BRUSSELS (Reuters) - Unemployment rose in the euro zone to 10.7 percent in January from a revised 10.6 in December, data from the European Union’s statistics office Eurostat showed on Thursday.
The December figure was revised up from a previous estimate of 10.4 percent.
”Despite the euphoria in the banking sector following the ECB’s loan programme, the real economy remains very depressed and the key factor is the unemployment rate, both socially and because of the damage to growth.
”If you look at Spain’s unemployment rate, it is up 2 percentage points in January and even Italy’s rate continues to rise, so I am concerned that we really are lacking the fundamental reforms needed for growth.
”There’s a huge divergence between the feelgood factor in the stock market and what’s happening in the real economy. For all the money the ECB is printing, there isn’t yet a big boost for companies in terms of credit.
”Oil is a concern for world growth. We only need a small disruption in the system and we could have oil going $25 or $50 higher, so clearly the market is nervous.
“I think the ECB under Mario Draghi is ready and willing to do anything they can get away with and so taking rates below 1 percent is definitely on the table.”
”Today’s unemployment report shows that the labour market is remaining very soft, with little upward wage pressures to be expected. Earlier this week the European Commission confidence report showed that inflation expectations have declined somewhat over the last few months both at the consumer and at the producer level.
”The chance of seeing headline inflation fall durably below 2 percent in the course of the year has clearly diminished. In that regard, the ECB staff midpoint inflation estimate of 2 percent for 2012 now looks a bit optimistic and is likely to be revised upwards.
”However we don’t believe that the ECB will be strongly concerned with headline inflation remaining higher than expected, as fiscal austerity will continue to weigh on growth, keeping unemployment at an uncomfortably high level.
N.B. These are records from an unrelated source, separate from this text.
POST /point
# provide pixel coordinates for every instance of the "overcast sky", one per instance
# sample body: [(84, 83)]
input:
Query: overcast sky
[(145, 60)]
“With the second LTRO (ECB long-term refinancing operation) a success, it looks as if the ECB is now shifting into a wait-and-see mode. While neither an additional rate cut nor a new LTRO can be entirely excluded should the debt crisis intensify again, the most likely game plan now is the status quo.”
”It’s a double whammy of bad news for the euro zone with the number of jobless rising by 185,000 in January to take the unemployment rate up to a record 10.7 percent and consumer price inflation edging back up to 2.7 percent.
”This is particularly bad news for consumers, as they are not only facing high and rising unemployment but also still squeezed purchasing power. It had been hoped that euro zone consumer price inflation would be heading down markedly by now, but these hopes are being scuppered by high oil prices.
”The data reinforce our belief that the euro zone is headed for further gross domestic product contraction in the first quarter of 2012 at least, and highlight the problems facing the ECB as to whether it should trim interest rates further.
“It is odds-on that the ECB will keep interest rates unchanged at 1.00 percent at its March 8 policy meeting. Indeed, the ECB seems likely to remain firmly in ‘wait-and-see’ mode for some time. Even so, we still expect interest rates to be eventually trimmed from 1 percent to 0.75 percent as euro zone economic activity remains soft overall and fragile.”